Pastor Mark Hughes said he was sorry for Houle and her family, but he agreed with his staff’s decision to prevent them from dancing in his church.

“Native spiritual dancing has its roots in a different spiritual belief system that is incongruent with traditional Christian worship,” Hughes said in an e-mail.

I’m sure there are plenty of other things worn, done, even part of the church’s ceremonies which have their roots in something other than Christian worship. I’ll bet the church has a Christmas tree or, let’s face it, celebrates the birth of Christ at Christmas which has ITS roots in a pagan celebration.

“I don’t think a Buddhist temple would allow a Christian pastor to speak about Jesus.”

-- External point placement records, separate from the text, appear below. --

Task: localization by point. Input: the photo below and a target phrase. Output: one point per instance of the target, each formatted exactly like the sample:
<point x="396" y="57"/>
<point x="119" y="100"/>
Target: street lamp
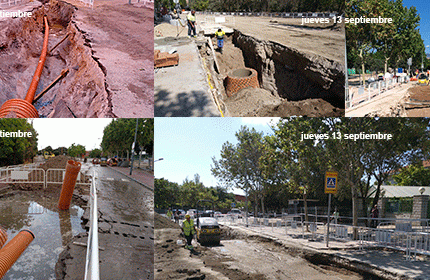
<point x="422" y="61"/>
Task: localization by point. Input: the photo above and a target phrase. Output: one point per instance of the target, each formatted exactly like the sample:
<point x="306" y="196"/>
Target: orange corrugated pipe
<point x="24" y="108"/>
<point x="3" y="237"/>
<point x="11" y="252"/>
<point x="72" y="171"/>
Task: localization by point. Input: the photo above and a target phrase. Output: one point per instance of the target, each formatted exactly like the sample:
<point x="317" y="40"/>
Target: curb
<point x="128" y="176"/>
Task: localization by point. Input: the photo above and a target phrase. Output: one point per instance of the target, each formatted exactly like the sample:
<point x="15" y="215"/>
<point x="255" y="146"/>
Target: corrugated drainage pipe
<point x="3" y="237"/>
<point x="72" y="171"/>
<point x="239" y="79"/>
<point x="18" y="108"/>
<point x="10" y="253"/>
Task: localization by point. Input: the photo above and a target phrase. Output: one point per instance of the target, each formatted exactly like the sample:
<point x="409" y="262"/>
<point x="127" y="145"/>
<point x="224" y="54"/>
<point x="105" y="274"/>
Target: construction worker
<point x="191" y="18"/>
<point x="189" y="229"/>
<point x="220" y="39"/>
<point x="169" y="214"/>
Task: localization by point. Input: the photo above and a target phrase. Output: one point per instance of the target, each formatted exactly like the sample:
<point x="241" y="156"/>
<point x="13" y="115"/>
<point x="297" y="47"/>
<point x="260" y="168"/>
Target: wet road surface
<point x="53" y="230"/>
<point x="126" y="231"/>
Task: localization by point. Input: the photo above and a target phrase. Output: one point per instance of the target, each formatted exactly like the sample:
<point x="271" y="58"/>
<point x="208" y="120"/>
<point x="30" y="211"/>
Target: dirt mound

Actually, unlike this particular “church”, most Buddhist temples would likely NOT have a problem with a Christian pastor speaking about Jesus if he had been invited either by the temple or someone renting space in the church.

Houle and her children, who live in a Habitat home, were allowed to attend the event, but not to perform.

Michelle Nyhof, spokeswoman for Habitat for Humanity in Winnipeg, said the church’s position put the charity in an awkward situation because it had signed a contract.

“We have to respect it’s their facility. There is a contract,” she said. “According to their contract they have the … first right of refusal of performances, so we had to abide by that.

“Our option was to cancel the event, which we didn’t feel was an option given the short notice.”

Habitat is “heartbroken” by the situation, Nyhof said.

“What we do here is, you know, totally inclusive of everybody. We work with people from all backgrounds, all walks of life — it’s part of our mission statement,” she said.

“We build homes for families from every nationality and every religion, so for this to happen, it’s quite upsetting to us.”

Habitat for Humanity will try to hold future events in public facilities, Nyhof said, so the organization won’t face such restrictions on performers.

Jesus is probably spinning in his grave over what this particular pastor and his ilk consider “unChristian”.